Understanding and Evaluating these Technologies
For most IT professionals either they or someone on their staff can digg in and understand how the technologies that they use work. However unless you have an advanced degree in statistics and/or mathematics you are not going to be able to dig an and decide for yourself based upon how these products work which one you should choose. Rather what you should do is apply the following criteria in making your selection:
- Decide exactly what you want the product to do for you. These products are extremely flexible. You can feed them every alarm that is generated by all of your monitoring solutions and let them sort out the good ones from the bad ones. Or you can feed them revenue per minute for one key business application and let them figure what causes degradations in revenue per minute.
- Make sure that the product has connectors to what you already use to collect metrics from your systems. These products are not in the data collection business (with some exceptions). They rely upon other products to collect data from them. They must therefore be interfaced with your existing monitoring solutions.
- How hands off and plug and play will the product be in practice? This is the key criteria to the long term value of such a solution to your enterprise. Previous attempts at statistical approaches (neural nets) failed because the product had to be “retrained” every time conditions changed. Make sure that the product you select can automatically select and weight the inputs that it bases decisions off of and these these decisions are automatically updated over time. Self-learning needs to be a continuous thing, not just a one time or periodic thing.
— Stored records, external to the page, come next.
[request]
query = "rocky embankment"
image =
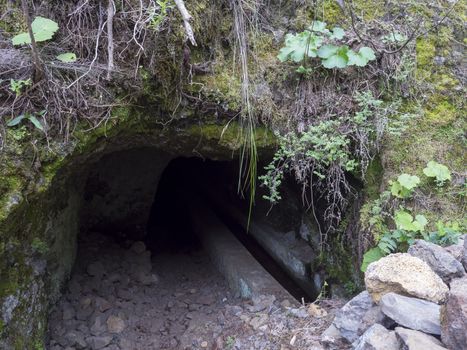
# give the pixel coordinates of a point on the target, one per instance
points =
(122, 298)
(415, 300)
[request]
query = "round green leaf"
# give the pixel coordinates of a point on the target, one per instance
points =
(337, 33)
(367, 52)
(408, 181)
(68, 57)
(16, 121)
(21, 39)
(43, 28)
(327, 51)
(318, 26)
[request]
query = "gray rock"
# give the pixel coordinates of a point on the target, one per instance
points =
(98, 326)
(348, 319)
(444, 264)
(377, 338)
(454, 316)
(415, 340)
(76, 339)
(258, 321)
(331, 335)
(95, 269)
(138, 247)
(404, 274)
(298, 312)
(372, 316)
(115, 324)
(99, 342)
(412, 313)
(261, 302)
(68, 312)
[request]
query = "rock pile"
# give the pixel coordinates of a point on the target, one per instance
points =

- Make sure that the product can handle time based (time series) as well as event based data. Performance metrics tend to be time based, but many performance problems are caused by configuration changes which are events. Make sure that the product can cross-correlate configuration change events with performance degradations.
- Carefully assess the scale of the solution. This means how many inputs can the solution take per unit of time. Right now most of these solutions operate at 15 minute or 5 minute intervals. Monitoring a dynamic system may require intervals of 10 or even 5 seconds (or perhaps even real time continuous streams of monitoring data).
Self-learning performance management solutions like Integrien and Netuitive are going to be absolutely an essential part of the migration to dynamic data centers and IT as a Service. Once these dynamic data centers scale out to the thousands of applications in a typical enterprise, and scale up to address the most performance critical applications, the rate of change in the environment will be too high for legacy tools and manual administration to be able to keep. up. These automated self-learning approaches will be the only way in which IT Operations will be able to stay on top of these new environments while staying within staffing and budget constraints.